Przede mną stał twór, od którego biła tak silna moc, że wprawiała powietrze w drganie, a ty momentalnie odczuwałeś gdzieś z tyłu głowy strach pomieszany z szacunkiem dla właściciela. Patrzył na nas czarnymi oczami z widocznymi złotymi tęczówkami, na które niedbale opadały kosmyki białych włosów, sięgających mu prawie za pas. Jego ubiór także się zmienił bo zamiast wcześniejszych, dość zwykłych ubrań miał teraz na sobie sztywną białą koszulę z czarnymi paskami na dolnych częściach rękawów, a przykryte to było białą peleryną ze złotą klamrą na przodzie. Na nogach miał tego samego co koszula koloru spodnie, a na stopach długie czarne, sznurowane buty, kończące się dopiero z kolanem. Na butach widać było złote żyłki, które przez swój blask można by pomylić z prawdziwymi żyłami. Wyglądało to tak, jakby przez całe buty ciągnęły się złote żyły, w których płynęła złota krew. Ku mojemu zdziwieniu nie wyglądał jak ktoś kto zaraz miałby opanować cały świat i wypuścić do niego złe demony, a raczej jak...jak książę. I to nie byle jaki bo książę jakiegoś wyimaginowanego świata, w którym panuje ogólny ład i harmonia. Wyglądał...przyjaźnie. Jego delikatne dłonie, które, dam sobie obie nogi uciąć, były w stanie rzucać najcięższe zaklęcia i panować nad każdą siłą, schowane były pod czarnymi długimi rękawiczkami do łokcia, z taką samą imitacją żył co buty. 
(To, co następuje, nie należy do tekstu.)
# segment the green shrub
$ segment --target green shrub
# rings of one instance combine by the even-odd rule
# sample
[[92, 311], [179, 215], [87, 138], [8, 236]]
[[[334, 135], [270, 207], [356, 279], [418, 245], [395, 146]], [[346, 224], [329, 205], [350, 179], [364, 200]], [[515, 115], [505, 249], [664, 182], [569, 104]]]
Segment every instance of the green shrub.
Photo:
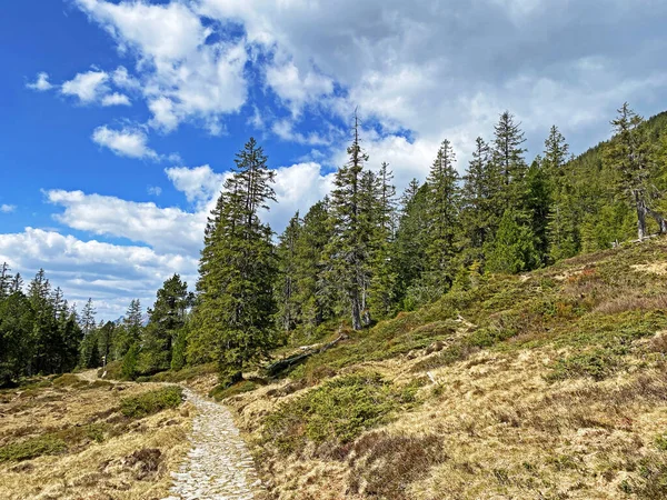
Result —
[[170, 386], [145, 392], [143, 394], [125, 398], [120, 401], [120, 411], [132, 419], [141, 419], [182, 403], [182, 389]]
[[342, 444], [389, 420], [415, 402], [416, 387], [397, 388], [378, 373], [356, 373], [325, 382], [267, 417], [263, 441], [292, 452], [306, 441]]
[[0, 463], [8, 461], [30, 460], [42, 454], [57, 454], [67, 449], [64, 441], [52, 434], [30, 438], [21, 442], [12, 442], [0, 448]]
[[565, 359], [559, 359], [554, 364], [547, 380], [565, 380], [588, 377], [594, 380], [604, 380], [611, 376], [620, 366], [620, 360], [606, 349], [596, 349], [581, 352]]
[[209, 398], [213, 398], [216, 401], [221, 401], [223, 399], [231, 398], [232, 396], [253, 391], [257, 388], [258, 384], [250, 380], [242, 380], [241, 382], [235, 383], [231, 387], [219, 384], [210, 390]]

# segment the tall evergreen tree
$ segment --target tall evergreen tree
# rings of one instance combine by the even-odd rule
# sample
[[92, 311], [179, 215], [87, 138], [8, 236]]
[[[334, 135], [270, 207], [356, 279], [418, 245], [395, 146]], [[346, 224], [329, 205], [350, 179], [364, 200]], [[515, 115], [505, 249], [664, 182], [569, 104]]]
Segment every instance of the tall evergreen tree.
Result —
[[300, 318], [300, 303], [298, 301], [297, 289], [297, 246], [301, 232], [301, 220], [297, 212], [280, 234], [277, 257], [278, 257], [278, 326], [285, 332], [292, 331]]
[[398, 280], [394, 246], [396, 238], [396, 187], [389, 164], [382, 162], [375, 176], [375, 193], [371, 203], [372, 217], [370, 233], [370, 282], [369, 309], [377, 318], [389, 316], [396, 304], [396, 283]]
[[497, 199], [494, 200], [500, 209], [499, 213], [508, 209], [524, 209], [528, 166], [524, 159], [526, 149], [522, 144], [526, 139], [520, 127], [521, 123], [515, 121], [514, 114], [505, 111], [494, 128], [492, 159], [502, 182], [502, 189], [497, 192]]
[[327, 244], [331, 239], [329, 199], [315, 203], [303, 217], [296, 242], [295, 300], [307, 334], [334, 316], [336, 290], [328, 279]]
[[186, 324], [191, 304], [188, 283], [179, 274], [165, 281], [157, 292], [156, 303], [148, 310], [149, 321], [141, 334], [139, 371], [156, 373], [171, 367], [173, 344]]
[[[276, 256], [271, 229], [259, 219], [276, 200], [275, 172], [255, 139], [237, 154], [236, 167], [211, 212], [205, 233], [190, 356], [215, 346], [221, 379], [235, 381], [275, 341], [272, 286]], [[203, 342], [203, 343], [202, 343]]]
[[647, 236], [647, 216], [655, 219], [660, 233], [667, 232], [667, 220], [653, 209], [654, 201], [660, 193], [655, 187], [657, 176], [651, 164], [650, 146], [641, 129], [643, 122], [644, 119], [625, 102], [611, 121], [616, 138], [606, 154], [606, 161], [617, 172], [619, 193], [637, 211], [639, 240]]
[[332, 256], [331, 276], [347, 299], [347, 311], [354, 330], [364, 327], [362, 301], [367, 272], [367, 237], [361, 220], [361, 176], [368, 154], [361, 149], [359, 120], [355, 116], [354, 139], [347, 150], [349, 160], [334, 178], [331, 220], [334, 234], [329, 242]]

 Chłopak zrobił krok w naszą stronę, a ja poczułem jak moje ciało opatulają dziwne drgania powierza i ciepły podmuch wiatru. Spojrzałem prosto w jego ciemne oczy i zamarłem, widząc uśmiech na jego twarzy. Zabije nas...? Oszczędzi? Wiedział kim jesteśmy? Czy może nie zmienił się tylko jeśli chodzi o ubiór, ale także o osobowość? Te myśli krążyły mi po głowie gdy on zrobił kolejny krok, nie odzywając się słowem. W końcu uklęknął przede mną na jedno kolano i moje źrenice poszerzyły się gdy zobaczyłem jak zza pleców wyciąga długi, ostry jak brzytwa miecz z pozłacaną rękojeścią. A więc tak zakończy się mój żywot? 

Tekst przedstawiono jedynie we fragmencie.